Tidurlah
Avatar: The Last Airbender © Michael Dante DiMartino & Bryan Konietzko
Gaje dan sedikit melenceng…
Tidak lama lagi dunia akan kembali normal. Tapi semua itu tergantung dari usaha kami masing-masing, terutama avatar—Aang. Bukannya aku tidak percaya pada Aang, tetapi aku sangat khawatir padanya. Memang ia sudah menguasai tiga elemen dunia—air, udara, dan tanah—namun hanya satu yang belum, yaitu api. Aang belum mendapatkan guru yang benar-benar ahli dalam bidangnya. Meski kami sudah pergi ke negara api dan menyamar sebagai keluarga yang baru saja pindah, tetap saja Aang belum bisa menerima pelajaran yang diberikan. Lalu aku dan Sokka—yang berperan sebagai orangtua Aang—sering dipanggil karena Aang membuat ulah di sekolahnya. Mungkin lebih tepat dikatakan anak-anak lain yang membuat onar dan Aang hanya membela diri, tapi yang ditanggapi oleh gurunya malah sebaliknya.
Dan lagi, aku khawatir, Aang sering mendapatkan mimpi buruk bertemu dengan raja api.

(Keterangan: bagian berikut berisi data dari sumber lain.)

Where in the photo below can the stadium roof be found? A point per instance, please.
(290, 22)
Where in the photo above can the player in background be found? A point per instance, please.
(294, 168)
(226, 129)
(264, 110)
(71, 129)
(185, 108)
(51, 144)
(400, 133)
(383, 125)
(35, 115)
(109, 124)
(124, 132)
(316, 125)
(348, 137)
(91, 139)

Aang mengatakan bahwa di dalam mimpinya, ia dikalahkan Ozai, dimasak hidup-hidup, dimasukkan ke dalam tungku api, dan lain sebagainya. Ia jadi takut untuk memejamkan matanya. Kurang tidur membuatnya kelelahan. Kulit di sekitar matanya berubah menjadi hitam. Kadang kala ia tertidur saat sedang mengendarai Appa, hampir saja membuat kami semua menabrak pohon. Ataupun saat sedang latihan…
"Aang, awas!"
"Whoaaa!"
BYUUUR!
Saat aku menoleh ke belakang, aku melihat Aang sudah jatuh ke sungai, tubuhnya basah kuyup dan di atasnya ada sebuah bumerang yang pemiliknya berada di atas pohon tak jauh dari sungai itu. Di bawah pohon ada Toph yang sedang memberi makan Momo entah dengan apa.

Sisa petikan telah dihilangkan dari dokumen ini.